- Camargo Location within Mississippi Camargo Location within the United States
- Coordinates: 34°04′15.39″N 88°38′55.18″W﻿ / ﻿34.0709417°N 88.6486611°W
- Country: United States
- State: Mississippi
- County: Monroe
- Elevation: 223 ft (68 m)
- GNIS feature ID: 709319

= Camargo, Mississippi =

Camargo is a ghost town in Monroe County, Mississippi, United States. Once a thriving river port, Camargo declined following the completion of a nearby railway.

==History==
Camargo was laid out in 1847, and was named by a veteran of the Mexican–American War, after a war camp near Camargo, Tamaulipas, Mexico. Located on Old Town Creek, it was described as a "flourishing port", with schools, stores, a steamboat landing, a church, post office, cemetery, and Masonic Lodge. The Confederate States Army won a skirmish at Camargo on July 14, 1864.

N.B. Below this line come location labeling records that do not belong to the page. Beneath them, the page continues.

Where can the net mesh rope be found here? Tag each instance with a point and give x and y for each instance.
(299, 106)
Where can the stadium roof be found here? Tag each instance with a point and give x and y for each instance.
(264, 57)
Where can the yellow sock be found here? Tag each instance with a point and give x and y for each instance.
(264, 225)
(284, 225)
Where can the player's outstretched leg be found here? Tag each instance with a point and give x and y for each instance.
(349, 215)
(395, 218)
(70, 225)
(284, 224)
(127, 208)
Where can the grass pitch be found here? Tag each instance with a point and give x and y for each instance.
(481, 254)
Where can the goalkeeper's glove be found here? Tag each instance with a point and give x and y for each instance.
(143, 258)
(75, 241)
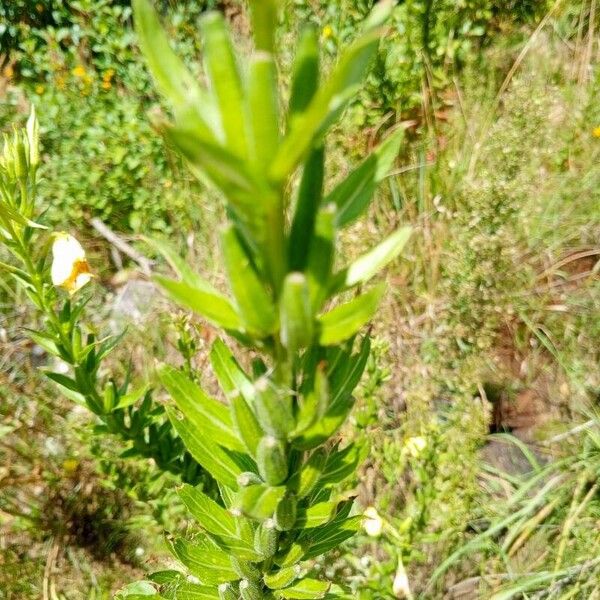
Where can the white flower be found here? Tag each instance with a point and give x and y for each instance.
(401, 587)
(415, 445)
(373, 523)
(70, 269)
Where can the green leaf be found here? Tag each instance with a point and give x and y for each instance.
(68, 386)
(327, 104)
(322, 539)
(306, 589)
(222, 70)
(313, 404)
(171, 76)
(205, 561)
(321, 256)
(310, 194)
(137, 590)
(230, 375)
(181, 268)
(305, 73)
(246, 424)
(208, 454)
(217, 521)
(368, 265)
(353, 195)
(212, 306)
(131, 398)
(329, 424)
(192, 591)
(254, 302)
(341, 464)
(295, 313)
(316, 515)
(202, 411)
(224, 169)
(351, 373)
(347, 319)
(259, 501)
(264, 110)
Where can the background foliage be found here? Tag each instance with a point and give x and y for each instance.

The Mobile and Ohio Railroad opened about 4 mi west of Camargo in the late 1840s. A plan to build a railway line from Camargo to the Mobile and Ohio mainline was prepared, and in 1854, the Camargo Branch Railroad Company was established, though the line was never constructed. With the success of the nearby railway, Old Town Creek was neglected and became filled with trees and debris, making it impractical as a transport route. "Under the new conditions of competition the little river ports suffered heavily and tended to dry up", and Camargo was abandoned by the 1870s.